En tout cas, une chose est sûre, avec le riz chauffé, fini le gaspillage !

Bref, sortez de votre frigo, votre riz et les restes de votre carry de la veille – certaines personnes rajoutent des grains, alors que pour d’autres, cela serait un sacrilège ! C’est à vous de voir ! – et faîtes réchauffer dans une marmite ou, à défaut, une grande casserole. Si vous pouvez le faire au feu de bois, c’est encore mieux (mais je peux comprendre que cela ne soit pas évident, lorsque l’on vit dans un appartement).

Concernant le temps de réchauffage de votre préparation (pas toujours réussie, visuellement, j’en conviens), cela dépend de tout un chacun. Certains Réunionnais aiment le riz chauffé lorsqu’il est « croûté », c’est-à-dire qu’il a attaché au fond de la marmite, d’autres, pas. Donc, sur ce point, c’est encore à vous de voir ! N’oubliez pas de rajouter un petit piment, car qui dit cuisine réunionnaise, dit plats épicés.
Vous pouvez aussi accompagner votre riz chauffé d’un petit rougail concombre, tomate ou dakatine. Mais là encore, c’est… à vous de voir !

Vous commencez à comprendre le principe du riz chauffé, là ?

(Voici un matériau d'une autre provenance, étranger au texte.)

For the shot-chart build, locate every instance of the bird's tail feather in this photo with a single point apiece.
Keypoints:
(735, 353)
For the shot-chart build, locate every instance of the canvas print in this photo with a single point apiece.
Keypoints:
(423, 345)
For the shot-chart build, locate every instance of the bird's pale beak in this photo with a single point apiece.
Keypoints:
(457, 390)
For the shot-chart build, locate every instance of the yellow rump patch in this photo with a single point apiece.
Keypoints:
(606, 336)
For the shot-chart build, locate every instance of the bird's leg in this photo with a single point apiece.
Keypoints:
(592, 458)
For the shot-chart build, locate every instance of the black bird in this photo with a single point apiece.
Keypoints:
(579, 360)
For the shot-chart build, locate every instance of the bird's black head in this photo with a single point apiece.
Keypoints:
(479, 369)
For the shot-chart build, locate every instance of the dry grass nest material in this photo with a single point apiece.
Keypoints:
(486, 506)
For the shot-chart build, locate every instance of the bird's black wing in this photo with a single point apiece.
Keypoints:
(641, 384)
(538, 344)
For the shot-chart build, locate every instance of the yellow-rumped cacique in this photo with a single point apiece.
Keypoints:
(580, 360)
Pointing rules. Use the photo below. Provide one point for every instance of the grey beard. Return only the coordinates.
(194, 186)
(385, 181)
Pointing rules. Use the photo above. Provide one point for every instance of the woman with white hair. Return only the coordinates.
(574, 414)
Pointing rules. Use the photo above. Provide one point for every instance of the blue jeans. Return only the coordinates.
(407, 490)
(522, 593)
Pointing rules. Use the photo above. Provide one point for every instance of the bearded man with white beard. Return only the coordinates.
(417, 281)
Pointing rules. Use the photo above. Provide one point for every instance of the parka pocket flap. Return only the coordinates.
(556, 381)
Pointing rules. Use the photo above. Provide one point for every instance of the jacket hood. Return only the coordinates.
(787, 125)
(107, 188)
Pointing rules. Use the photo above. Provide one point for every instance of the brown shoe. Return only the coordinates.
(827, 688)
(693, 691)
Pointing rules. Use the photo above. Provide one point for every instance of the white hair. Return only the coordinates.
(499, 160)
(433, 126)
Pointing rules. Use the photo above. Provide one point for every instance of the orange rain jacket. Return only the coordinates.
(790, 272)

Certains tricheurs rajoutent des ingrédients qui ne sont pas forcément des restes (peut-être parce qu’ils n’ont pas suffisamment de restes de la veille…). Mais je vous rappelle que le riz chauffé est constitué à 100 % des restes de la veille ! On ne fait pas du riz cantonnais, non plus ! Après, si vous voulez vous rajouter quelques légumes, brèdes ou grains en accompagnements, c’est à vous de voir, mais sur le côté de l’assiette, hein ! Pas dans la marmite !
Un riz chauffé vraiment anti-gaspi, c’est celui fait avec les reste de la sauce du carry. Lorsque la veille, tout le carry a été mangé, il reste très souvent une bonne quantité de sauce au fond de la marmite. Surtout, ne la jetez pas et gardez-la pour vous préparer, dès le lendemain matin, un bon petit riz chauffé à la sauce de carry.
Dès le lendemain matin ? Eh, oui, car à la Réunion, traditionnellement, le riz chauffé se mange… au petit déjeuner !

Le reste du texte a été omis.